30.4.16

Inside Llewyn Davis


24 filmes para 2016Tema: Musicais

Inside Llewyn Davis
Inside Llewyn Davis: Balada de um Homem Comum
Dirigido por: Joel e Ethan Coen
Elenco: Oscar Isaac, Carey Mulligan, Justin Timberlake
Duração: 1h45
Gênero: Musical, Drama
Llewyn Davis (Oscar Isaac) está numa encruzilhada. Com seu violão em punho, acuado pelo imperdoável inverno novaiorquino, ele luta para viver como músico, apesar de enfrentar obstáculos quase intransponíveis - muito por sua própria culpa. Vivendo à mercê de amigos e estranhos, assustado com os trabalhos que encontra, as desventuras de Davis o levam de bares no Village a um clube vazio em Chicago, enfrentando uma odisseia para ter uma audição com um influente empresário musical - e depois voltar. [FILMOW]

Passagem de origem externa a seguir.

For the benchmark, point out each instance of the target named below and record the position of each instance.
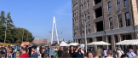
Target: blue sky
(37, 16)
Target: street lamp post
(22, 35)
(27, 37)
(5, 30)
(85, 37)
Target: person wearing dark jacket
(60, 52)
(71, 52)
(65, 54)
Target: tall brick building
(106, 20)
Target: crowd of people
(32, 51)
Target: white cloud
(64, 10)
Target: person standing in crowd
(60, 52)
(9, 54)
(38, 51)
(109, 54)
(92, 50)
(99, 52)
(2, 54)
(114, 54)
(124, 56)
(30, 50)
(24, 53)
(131, 53)
(46, 52)
(95, 56)
(52, 52)
(90, 55)
(18, 51)
(43, 54)
(120, 53)
(65, 53)
(104, 53)
(71, 51)
(34, 53)
(14, 52)
(78, 53)
(136, 56)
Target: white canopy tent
(99, 43)
(63, 44)
(128, 42)
(74, 44)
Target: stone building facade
(106, 20)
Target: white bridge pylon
(54, 25)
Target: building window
(127, 17)
(125, 3)
(109, 7)
(98, 12)
(118, 3)
(89, 28)
(99, 26)
(111, 23)
(120, 20)
(88, 5)
(89, 15)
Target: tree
(14, 35)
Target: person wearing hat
(131, 53)
(120, 53)
(9, 54)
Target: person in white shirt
(109, 54)
(131, 53)
(124, 56)
(120, 53)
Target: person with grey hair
(52, 52)
(109, 54)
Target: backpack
(18, 48)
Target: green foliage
(13, 34)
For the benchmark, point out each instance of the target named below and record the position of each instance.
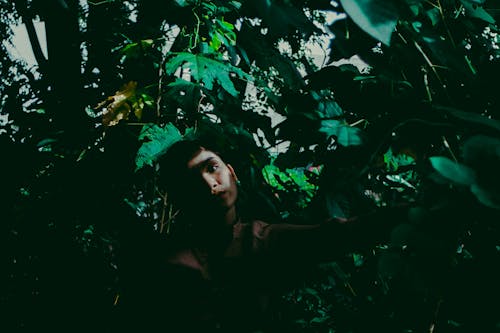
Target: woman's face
(214, 181)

“Ei, lembra quando o Poe Dameron e o Kylo Ren cantaram com o Justin Timberlake sobre não quererem ir pro espaço?” era uma piadinha frequente após o lançamento de Star Wars, fazendo referência a Please, Mr. Kennedy, uma música desse filme. Eu não me contentei em só ver a cena no Youtube, tive que assistir o filme.
 
Tinha um certo receio de não gostar do filme – resenhas que li falavam que era lento, melancólico (e é tudo verdade), além de eu não saber nada sobre música folk, muito menos desse cenário musical dos anos 60. Essa minha preocupação foi em vão, porque assim que o filme abriu com Llewyn Davis cantando eu já estava interessada – e acabei gostando o suficiente para ir pesquisar mais sobre, além de ficar ouvindo as músicas depois.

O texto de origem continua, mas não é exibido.